Transcribed by Mary Ann Kaylor
BEASON, JOSEPH C. (deceased), who for many years carried on a farm near Illiopolis, Ill., was an industrious and useful citizen and enjoyed the confidence and regard of his friends and neighbors. He was born in Logan County, Ill., January 11, 1846, a son of Henry and Sarah (Collins) Beason, the former born in Xenia, Ohio, and the latter in Logan County. The father was an early settler of that county and spent the remainder of his life farming there, both he and his wife dying on the homestead. They were the parents of three sons and two daughters, of whom the only survivor is Jacob, of Chatham, who served as a soldier in the Civil War.
Mr. Beason worked on his father's farm until he reached his majority, acquiring his education in the country schools. He then engaged in farming on his own account, spending several years in Logan County and then locating near Illiopolis, where the remainder of his life was spent. His widow has lived in the village of Illiopolis for the past four years.
Mr. Beason was married in Shelby County, Ill., June 19, 1874, to Mrs.
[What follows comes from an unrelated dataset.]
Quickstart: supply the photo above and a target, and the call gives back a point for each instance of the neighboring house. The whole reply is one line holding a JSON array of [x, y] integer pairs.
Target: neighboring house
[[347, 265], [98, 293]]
Emily (Rice) Wood, born February 4, 1844, in Shelby County, Ill., daughter of Nathan Rice and wife, the former a native of Tennessee and the latter of Alabama. Mr. Rice was a farmer and a minister of the Christian Church, and was an early settler of Shelby County, where he spent the remainder of his life, and died in 1875. The mother died in 1897. Of the six daughters and four sons in the family three children now survive: Mrs. Beason; Spencer, of Los Angeles, Calif.; and Nathan, of Kansas, where he lives on a ranch. The father of Nathan Rice, Sr., was a soldier in the Revolution and served under General Washington. Emily Rice was married (first) in Shelby County, November 12, 1862, to William Wood, born near Bloomington, Ill., whose parents were early settlers of Illinois. Mr. Wood served three years in the Civil War, enlisting from McLean County. His death occurred in 1868. To the union two children were born: William T., of Illiopolis, where he conducts a barber shop, and Hattie A., wife of Charles McCorkle, a carpenter by trade and janitor of the Christian Church and the schoolhouse in the village.
Seven children were born to Joseph C. Beason and wife, of whom the following survive: Overton, of Illiopolis; Carrie, wife of William Rice of Missouri. Mr. Beason died on his farm April 2, 1899, widely mourned by his family and friends. Both he and his wife became useful members of the Christian Church, and he was a Democrat in politics. Mrs. Beason owns a comfortable home in Illiopolis, the family home for the past forty years.